In the following equation calculate the value of `H`.
`1kg` syeam at `200^(@)C = H +1 kg` water at `100^(@)C (S_"system" =" Constant" = 0.5 cal//gm^(@)C)`

To solve the problem, we need to calculate the total heat released (H) when 1 kg of steam at 200°C is converted to 1 kg of water at 100°C. This involves two processes: cooling the steam from 200°C to 100°C and then condensing the steam into water at 100°C. ### Step-by-step Solution: 1. **Identify the mass of steam**: The mass of steam is given as 1 kg, which is equivalent to 1000 grams. \[ m = 1000 \, \text{g} \] 2. **Cooling the steam from 200°C to 100°C**: We will use the formula for heat transfer: \[ Q_1 = m \cdot S \cdot \Delta T \] where: - \( S \) is the specific heat capacity of steam, given as \( 0.5 \, \text{cal/g°C} \). - \( \Delta T \) is the change in temperature, which is \( 200°C - 100°C = 100°C \).
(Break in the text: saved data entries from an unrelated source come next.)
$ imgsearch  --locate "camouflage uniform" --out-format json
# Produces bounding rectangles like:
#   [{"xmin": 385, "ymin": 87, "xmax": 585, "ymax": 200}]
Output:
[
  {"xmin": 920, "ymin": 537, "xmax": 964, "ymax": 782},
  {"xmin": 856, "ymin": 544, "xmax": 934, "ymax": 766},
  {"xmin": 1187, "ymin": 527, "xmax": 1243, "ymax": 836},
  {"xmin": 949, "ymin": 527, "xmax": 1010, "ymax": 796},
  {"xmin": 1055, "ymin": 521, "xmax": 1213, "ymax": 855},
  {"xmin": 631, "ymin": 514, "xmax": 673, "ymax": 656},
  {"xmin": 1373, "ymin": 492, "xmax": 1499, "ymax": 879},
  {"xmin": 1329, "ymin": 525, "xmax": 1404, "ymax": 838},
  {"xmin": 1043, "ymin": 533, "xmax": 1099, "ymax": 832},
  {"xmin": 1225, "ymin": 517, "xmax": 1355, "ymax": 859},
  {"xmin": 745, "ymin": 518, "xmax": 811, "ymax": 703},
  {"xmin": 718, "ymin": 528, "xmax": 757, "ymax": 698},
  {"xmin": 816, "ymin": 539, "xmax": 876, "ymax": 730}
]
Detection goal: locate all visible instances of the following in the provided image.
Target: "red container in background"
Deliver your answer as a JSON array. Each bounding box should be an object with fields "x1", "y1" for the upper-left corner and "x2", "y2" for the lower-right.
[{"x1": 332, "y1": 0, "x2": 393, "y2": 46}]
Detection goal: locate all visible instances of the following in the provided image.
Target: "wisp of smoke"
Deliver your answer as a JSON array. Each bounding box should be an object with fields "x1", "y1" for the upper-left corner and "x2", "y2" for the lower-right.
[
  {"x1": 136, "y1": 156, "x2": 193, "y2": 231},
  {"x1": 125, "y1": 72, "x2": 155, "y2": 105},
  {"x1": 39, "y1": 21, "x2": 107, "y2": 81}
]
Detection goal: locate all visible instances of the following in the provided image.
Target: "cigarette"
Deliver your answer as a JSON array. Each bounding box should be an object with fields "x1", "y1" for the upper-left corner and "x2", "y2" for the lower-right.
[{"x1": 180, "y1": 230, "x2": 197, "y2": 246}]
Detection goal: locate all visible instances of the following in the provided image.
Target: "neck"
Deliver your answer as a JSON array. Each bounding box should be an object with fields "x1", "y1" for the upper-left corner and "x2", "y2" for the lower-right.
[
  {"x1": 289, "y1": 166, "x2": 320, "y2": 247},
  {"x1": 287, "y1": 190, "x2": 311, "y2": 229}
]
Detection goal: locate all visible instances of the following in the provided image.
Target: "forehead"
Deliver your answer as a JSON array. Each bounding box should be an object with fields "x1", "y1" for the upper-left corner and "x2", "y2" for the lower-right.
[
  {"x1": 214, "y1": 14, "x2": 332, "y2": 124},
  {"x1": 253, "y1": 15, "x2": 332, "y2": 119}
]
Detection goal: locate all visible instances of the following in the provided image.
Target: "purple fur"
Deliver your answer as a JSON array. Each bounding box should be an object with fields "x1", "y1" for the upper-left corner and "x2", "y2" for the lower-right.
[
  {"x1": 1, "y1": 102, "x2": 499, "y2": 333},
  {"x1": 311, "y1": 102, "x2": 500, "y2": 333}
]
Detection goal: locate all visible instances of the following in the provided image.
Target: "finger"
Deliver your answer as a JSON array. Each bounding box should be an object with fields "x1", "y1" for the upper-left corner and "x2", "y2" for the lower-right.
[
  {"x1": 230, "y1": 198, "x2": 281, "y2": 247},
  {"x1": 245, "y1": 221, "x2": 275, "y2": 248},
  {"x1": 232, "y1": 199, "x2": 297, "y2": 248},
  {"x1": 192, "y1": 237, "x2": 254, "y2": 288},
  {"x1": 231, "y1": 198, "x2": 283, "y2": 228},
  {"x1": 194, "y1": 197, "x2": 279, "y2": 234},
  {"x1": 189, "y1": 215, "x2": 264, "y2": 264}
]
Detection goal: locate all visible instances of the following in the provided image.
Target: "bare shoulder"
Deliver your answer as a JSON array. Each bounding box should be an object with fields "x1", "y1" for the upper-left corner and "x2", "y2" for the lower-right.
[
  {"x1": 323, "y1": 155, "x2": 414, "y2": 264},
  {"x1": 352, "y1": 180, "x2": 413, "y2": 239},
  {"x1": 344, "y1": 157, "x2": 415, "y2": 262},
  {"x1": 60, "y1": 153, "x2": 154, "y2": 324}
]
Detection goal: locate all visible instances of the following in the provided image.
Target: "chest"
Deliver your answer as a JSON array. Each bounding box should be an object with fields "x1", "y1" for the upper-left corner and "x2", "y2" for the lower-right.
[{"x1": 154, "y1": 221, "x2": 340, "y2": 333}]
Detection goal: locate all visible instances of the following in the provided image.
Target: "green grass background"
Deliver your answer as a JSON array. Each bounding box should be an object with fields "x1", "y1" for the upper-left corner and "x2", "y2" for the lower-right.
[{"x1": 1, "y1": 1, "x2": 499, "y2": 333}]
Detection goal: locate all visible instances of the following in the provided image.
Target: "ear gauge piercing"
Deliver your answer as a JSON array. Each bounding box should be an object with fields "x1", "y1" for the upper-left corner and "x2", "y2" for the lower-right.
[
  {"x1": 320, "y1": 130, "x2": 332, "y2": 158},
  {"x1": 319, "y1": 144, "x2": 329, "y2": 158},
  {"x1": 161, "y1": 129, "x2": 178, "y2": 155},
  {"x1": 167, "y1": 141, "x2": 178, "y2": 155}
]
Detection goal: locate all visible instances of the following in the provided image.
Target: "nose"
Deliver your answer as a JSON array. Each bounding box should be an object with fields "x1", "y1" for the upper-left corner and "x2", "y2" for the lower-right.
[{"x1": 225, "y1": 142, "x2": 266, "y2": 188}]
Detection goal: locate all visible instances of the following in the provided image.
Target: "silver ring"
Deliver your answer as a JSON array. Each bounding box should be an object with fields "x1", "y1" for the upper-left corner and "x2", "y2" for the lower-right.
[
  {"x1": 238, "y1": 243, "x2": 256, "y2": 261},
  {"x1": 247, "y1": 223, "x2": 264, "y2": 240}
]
Plugging in the values: \[ Q_1 = 1000 \, \text{g} \cdot 0.5 \, \text{cal/g°C} \cdot 100°C \] \[ Q_1 = 1000 \cdot 0.5 \cdot 100 = 50000 \, \text{cal} \] 3. **Condensing the steam at 100°C to water**: The heat released during the phase change (condensation) is given by: \[ Q_2 = m \cdot L \] where: - \( L \) is the latent heat of vaporization, given as \( 540 \, \text{cal/g} \). Plugging in the values: \[ Q_2 = 1000 \, \text{g} \cdot 540 \, \text{cal/g} \] \[ Q_2 = 540000 \, \text{cal} \] 4. **Total heat released (H)**: The total heat released (H) is the sum of the heat released during both processes: \[ H = Q_1 + Q_2 \] \[ H = 50000 \, \text{cal} + 540000 \, \text{cal} \] \[ H = 590000 \, \text{cal} \] 5. **Convert to kilocalories**: Since \( 1 \, \text{kcal} = 1000 \, \text{cal} \): \[ H = \frac{590000 \, \text{cal}}{1000} = 590 \, \text{kcal} \] ### Final Answer: The value of \( H \) is \( 590 \, \text{kcal} \).